Stocktons , Liquid Funding Cityside, p planning documents

SimpsonHaugh is leading on design. Credit: via planning documents

Plans in for £241m Manchester towers

Serial entrepreneur Daniel Green has submitted plans to develop a 50-storey building and another rising to 26 storeys on the Stocktons Furniture site off Great Ancoats Street.

The Liquid Funding Business founder has has firmed up plans to deliver a BTR scheme on the prominent Manchester site, which were first floated last year.

As well as two residential towers comprising 758 apartments, the scheme features plans for 45,000 sq ft of commercial space. Around 55% of the four-acre site is earmarked for public realm.

The project has a gross development value of £241m, according to a viability appraisal by Tim Claxton Property.

SimpsonHaugh Architects and Re-form Landscape Architecture are leading on design and Turley is the planner. Renaissance is the civil and structural engineer.

To learn more, search for reference number 142535/FO/2025 on Manchester City Council’s planning portal.

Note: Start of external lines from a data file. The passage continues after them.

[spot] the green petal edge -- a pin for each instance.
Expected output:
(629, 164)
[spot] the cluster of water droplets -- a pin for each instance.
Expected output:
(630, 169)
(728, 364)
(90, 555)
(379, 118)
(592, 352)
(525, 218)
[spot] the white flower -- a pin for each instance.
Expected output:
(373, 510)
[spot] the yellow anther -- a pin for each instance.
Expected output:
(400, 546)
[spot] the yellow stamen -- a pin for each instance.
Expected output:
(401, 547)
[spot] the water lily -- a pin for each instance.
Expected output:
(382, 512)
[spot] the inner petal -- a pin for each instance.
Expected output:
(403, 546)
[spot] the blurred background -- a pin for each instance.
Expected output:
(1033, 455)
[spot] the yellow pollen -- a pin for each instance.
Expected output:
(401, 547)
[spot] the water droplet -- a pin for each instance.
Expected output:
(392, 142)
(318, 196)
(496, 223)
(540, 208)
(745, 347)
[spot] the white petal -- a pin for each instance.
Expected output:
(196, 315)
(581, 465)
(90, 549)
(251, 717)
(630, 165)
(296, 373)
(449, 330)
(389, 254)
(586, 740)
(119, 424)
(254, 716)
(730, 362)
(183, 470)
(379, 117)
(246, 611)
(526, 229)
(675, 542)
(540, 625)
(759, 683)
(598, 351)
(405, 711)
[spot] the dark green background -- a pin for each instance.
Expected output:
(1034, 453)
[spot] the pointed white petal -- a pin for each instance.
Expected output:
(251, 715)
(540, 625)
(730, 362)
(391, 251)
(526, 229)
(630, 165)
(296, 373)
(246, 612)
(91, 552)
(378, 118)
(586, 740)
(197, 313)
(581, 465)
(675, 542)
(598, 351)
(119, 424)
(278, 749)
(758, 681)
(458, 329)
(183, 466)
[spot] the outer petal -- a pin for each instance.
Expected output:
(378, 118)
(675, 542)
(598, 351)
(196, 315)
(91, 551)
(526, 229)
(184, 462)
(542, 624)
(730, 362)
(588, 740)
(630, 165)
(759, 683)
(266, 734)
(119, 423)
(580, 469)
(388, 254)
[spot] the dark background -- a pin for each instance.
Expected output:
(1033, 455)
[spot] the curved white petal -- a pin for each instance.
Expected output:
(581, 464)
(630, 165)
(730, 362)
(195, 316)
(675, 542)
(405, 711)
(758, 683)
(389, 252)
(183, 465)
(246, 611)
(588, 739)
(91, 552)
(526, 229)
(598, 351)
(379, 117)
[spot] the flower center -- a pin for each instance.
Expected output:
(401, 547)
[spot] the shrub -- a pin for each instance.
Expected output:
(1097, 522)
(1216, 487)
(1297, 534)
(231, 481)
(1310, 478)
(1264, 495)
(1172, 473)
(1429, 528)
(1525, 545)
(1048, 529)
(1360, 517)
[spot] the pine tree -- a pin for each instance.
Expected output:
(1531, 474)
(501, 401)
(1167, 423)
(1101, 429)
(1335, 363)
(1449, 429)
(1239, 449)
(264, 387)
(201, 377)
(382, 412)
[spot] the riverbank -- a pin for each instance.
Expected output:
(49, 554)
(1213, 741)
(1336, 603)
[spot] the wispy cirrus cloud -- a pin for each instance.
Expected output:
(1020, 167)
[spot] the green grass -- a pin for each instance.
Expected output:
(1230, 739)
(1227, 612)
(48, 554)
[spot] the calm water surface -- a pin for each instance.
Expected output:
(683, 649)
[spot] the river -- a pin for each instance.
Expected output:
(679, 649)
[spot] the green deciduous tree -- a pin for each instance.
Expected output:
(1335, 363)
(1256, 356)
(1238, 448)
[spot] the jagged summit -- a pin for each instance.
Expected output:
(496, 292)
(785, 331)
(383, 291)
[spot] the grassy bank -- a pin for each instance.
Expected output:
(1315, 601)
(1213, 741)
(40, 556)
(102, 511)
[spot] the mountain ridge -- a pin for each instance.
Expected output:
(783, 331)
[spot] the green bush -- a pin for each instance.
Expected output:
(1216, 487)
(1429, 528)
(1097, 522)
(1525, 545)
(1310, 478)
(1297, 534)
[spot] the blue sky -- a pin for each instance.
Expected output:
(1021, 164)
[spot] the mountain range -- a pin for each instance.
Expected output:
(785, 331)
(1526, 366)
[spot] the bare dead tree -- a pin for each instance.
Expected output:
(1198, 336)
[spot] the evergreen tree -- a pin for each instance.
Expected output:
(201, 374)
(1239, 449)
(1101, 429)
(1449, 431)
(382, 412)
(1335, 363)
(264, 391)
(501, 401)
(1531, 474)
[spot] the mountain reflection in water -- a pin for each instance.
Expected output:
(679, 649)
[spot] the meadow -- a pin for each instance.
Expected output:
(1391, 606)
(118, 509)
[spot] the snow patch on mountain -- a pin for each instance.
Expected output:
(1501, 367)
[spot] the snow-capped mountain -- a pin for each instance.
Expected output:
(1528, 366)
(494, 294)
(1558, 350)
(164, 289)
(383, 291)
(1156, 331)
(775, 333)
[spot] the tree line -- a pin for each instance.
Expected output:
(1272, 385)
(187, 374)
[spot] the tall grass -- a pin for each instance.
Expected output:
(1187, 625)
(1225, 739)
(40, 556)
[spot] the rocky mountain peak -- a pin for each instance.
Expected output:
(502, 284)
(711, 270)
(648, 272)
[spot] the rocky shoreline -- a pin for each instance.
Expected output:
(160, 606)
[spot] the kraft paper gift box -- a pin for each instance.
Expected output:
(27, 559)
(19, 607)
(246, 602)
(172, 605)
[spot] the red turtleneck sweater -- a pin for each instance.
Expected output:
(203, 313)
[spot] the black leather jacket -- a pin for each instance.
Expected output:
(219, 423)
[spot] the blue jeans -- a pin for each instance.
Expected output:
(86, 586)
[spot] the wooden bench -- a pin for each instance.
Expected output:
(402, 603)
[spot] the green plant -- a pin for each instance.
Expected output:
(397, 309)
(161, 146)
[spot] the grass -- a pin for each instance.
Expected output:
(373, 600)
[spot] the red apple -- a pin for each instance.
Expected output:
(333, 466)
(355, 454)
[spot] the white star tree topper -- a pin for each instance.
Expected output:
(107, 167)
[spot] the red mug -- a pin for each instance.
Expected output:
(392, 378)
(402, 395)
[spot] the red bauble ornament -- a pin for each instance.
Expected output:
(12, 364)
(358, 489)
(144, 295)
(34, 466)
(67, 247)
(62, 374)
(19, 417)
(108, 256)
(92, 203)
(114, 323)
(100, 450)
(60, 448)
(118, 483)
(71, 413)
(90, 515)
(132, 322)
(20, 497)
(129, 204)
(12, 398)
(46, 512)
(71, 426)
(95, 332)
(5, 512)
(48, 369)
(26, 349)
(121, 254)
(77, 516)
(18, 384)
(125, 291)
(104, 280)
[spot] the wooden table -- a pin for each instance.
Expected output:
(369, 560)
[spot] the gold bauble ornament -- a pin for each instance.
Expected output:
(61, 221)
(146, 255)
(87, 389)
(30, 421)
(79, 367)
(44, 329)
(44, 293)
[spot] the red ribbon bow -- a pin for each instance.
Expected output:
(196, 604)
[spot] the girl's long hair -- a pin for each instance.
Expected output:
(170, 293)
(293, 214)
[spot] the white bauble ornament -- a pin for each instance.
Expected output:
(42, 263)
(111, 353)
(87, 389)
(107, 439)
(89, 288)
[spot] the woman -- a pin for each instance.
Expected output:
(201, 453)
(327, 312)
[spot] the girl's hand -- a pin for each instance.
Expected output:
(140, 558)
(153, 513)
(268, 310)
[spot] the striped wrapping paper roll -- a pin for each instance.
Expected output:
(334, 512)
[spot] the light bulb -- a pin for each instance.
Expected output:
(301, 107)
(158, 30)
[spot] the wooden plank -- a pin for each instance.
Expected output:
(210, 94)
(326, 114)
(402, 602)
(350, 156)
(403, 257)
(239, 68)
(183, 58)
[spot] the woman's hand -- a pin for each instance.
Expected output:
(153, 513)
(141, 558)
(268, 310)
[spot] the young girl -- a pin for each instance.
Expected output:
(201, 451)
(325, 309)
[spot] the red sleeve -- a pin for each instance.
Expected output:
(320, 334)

Stocktons , Liquid Funding Cityside, p planning documents

The scheme has a GDV of £241m. Credit: via planning documents

Green has completed several multimillion-pound exits from businesses he set up, including energy company HomeSun to Aviva Investors for £100m.

He is currently the chief executive of Liquid Funding Business and Electron Green, a solar power company.

The Stocktons site falls within Manchester City Council’s East Village Central regeneration area, earmarked for 550,000 sq ft of offices and 1,100 homes under an SRF adopted last year. It is also located close to the former Central Retail Park, which is to be redeveloped into a civil service hub.

The Stocktons store was put up for sale in 2020 with a £20m price tag. At the time, Ken Bishop, one of the agents appointed to find a buyer for the site, described it as “arguably one of the finest remaining freehold sites within Manchester’s Inner Ring Road”.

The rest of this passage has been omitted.